Macromedia Friday announced that it won its countersuit against Adobe. The verdict includes a $4.9 million damages award for Macromedia (around £3.5 million).
On May 2, Adobe won a jury decision in the US against Macromedia for patent infringement and was awarded $2.8 million (£2 million) in damages.
"The score is now Adobe one, Macromedia one, customers zero," says Rob Burgess, chairman and CEO, Macromedia. "Macromedia is absolutely committed to defending the right to innovate," he adds
Adobe claims that Macromedia violated two of its patents on tabbed palettes, which provide a user interface for displaying several sets of information in the same space. Adobe's tabbed palettes permit users to drag data or editing effects from within a palette window into another screen. Adobe filed its case in the US District Court for the District of Delaware in 2000.

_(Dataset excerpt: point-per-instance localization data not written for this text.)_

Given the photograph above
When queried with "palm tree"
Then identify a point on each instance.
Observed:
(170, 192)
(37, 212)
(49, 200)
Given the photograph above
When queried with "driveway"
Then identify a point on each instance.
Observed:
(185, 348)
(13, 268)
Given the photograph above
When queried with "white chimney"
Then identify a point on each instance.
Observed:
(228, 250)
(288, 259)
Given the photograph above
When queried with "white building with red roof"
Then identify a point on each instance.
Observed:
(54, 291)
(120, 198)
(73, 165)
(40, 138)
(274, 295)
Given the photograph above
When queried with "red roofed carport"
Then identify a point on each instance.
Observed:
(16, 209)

Macromedia countered with a claim that the San Jose, California, publishing software company infringed on Macromedia's patents for a draw-based editor for Web pages and a hierarchical structure editor for Web sites. Macromedia rejected Adobe's patent-infringement claims, insisting that Adobe's patents are unenforceable.
Adobe was found to infringe on all three Macromedia patents. One Patent relates to changing blended elements and automatic re-blending of elements, and is infringed by its Adobe Illustrator product. The other two patents relate to visually displaying and editing sound waveforms and are infringed by its Adobe Premiere product. The jury also found one other patent to be invalid.